Dass der Markt sich diesbezüglich erhebliche Sorgen macht, sieht man an der Reaktion im Verlaufe dieses in die Krypto-Historie eingehenden Tages. Bitcoin hat seinen Support bei 20.000 Dollar eingebüßt und mit einem zwischenzeitlichen Absturz bis auf die Marke von 17.000 Dollar ein neues Tief in diesem Bärenmarkt gezeichnet.
Was wir als Anleger daraus lernen können
Investieren ist immer ein Risiko und das gilt vor allem, wenn man auf unregulierten Krypto-Börsen handelt. Doch eines der größten Risiken ist auch gleichzeitig eine der größten Stärken des Krypto-Sektors: Krypto-Assets sind nicht – so wie staatliche Währungen – lediglich Schuldeneinträge in einem zentralen Register bei einer Bank.
Es sind – zumindest virtuell – tatsächlich vorhandene Vermögenswerte, die man frei bewegen kann. Und das sollte man auch – und zwar in eine eigene Wallet, die nur unter der eigenen Kontrolle und nicht unter der Verwahrung einer Börse steht. Der fundamentale Nutzen vieler Projekte mag oft fragwürdig – und letzten Endes im eigenen Ermessen des Investors – sein, doch dieser jüngste Vorfall, auch wenn er nun hoffentlich glimpflich auszugehen scheint, zeigt wieder, dass man die Fähigkeiten von Krypto-Assets auch nutzen sollte und bei einem langfristigen Investment die eigenen Token immer auch in einem eigenen Wallet parken sollte.
Bei den meisten Krypto-Assets ist man zudem gar nicht auf die großen und zentralisierten Börsen angewiesen.

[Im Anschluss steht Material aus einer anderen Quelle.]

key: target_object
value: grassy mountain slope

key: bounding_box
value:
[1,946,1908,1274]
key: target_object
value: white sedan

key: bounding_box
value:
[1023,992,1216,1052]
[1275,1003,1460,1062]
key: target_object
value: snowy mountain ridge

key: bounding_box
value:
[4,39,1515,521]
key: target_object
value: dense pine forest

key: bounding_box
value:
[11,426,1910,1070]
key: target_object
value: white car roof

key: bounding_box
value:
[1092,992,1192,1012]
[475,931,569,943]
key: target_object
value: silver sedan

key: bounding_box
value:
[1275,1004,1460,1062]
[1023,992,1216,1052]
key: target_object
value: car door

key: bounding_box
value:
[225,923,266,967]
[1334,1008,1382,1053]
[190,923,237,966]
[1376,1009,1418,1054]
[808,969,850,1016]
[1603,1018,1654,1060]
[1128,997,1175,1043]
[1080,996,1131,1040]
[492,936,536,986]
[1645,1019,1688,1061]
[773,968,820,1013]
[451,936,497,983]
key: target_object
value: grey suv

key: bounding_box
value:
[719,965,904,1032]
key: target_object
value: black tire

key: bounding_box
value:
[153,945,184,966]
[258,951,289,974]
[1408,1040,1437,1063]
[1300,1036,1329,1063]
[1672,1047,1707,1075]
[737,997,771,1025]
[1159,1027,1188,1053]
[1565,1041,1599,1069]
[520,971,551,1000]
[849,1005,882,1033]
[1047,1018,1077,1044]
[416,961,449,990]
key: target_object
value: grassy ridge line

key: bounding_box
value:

Sobald man einmal in den Besitz von Krypto-Assets gelangt ist und diese auf dem eigenen Wallet geparkt hat, kann man sie auch über dezentrale Plattformen handeln. Ja es ist schwierig und kompliziert. Die Einarbeitung benötigt – vor allem für Anfänger – eine Menge Zeit und Energie. Doch man ist immer im Besitz seiner Assets und hat die volle Verwaltungshoheit. Etwas, dass man in der traditionellen Welt (und auch bei zentralisierten Krypto-Börsen) nie von seinen Assets behaupten kann, sei es bei Devisen, Aktien oder Anleihen.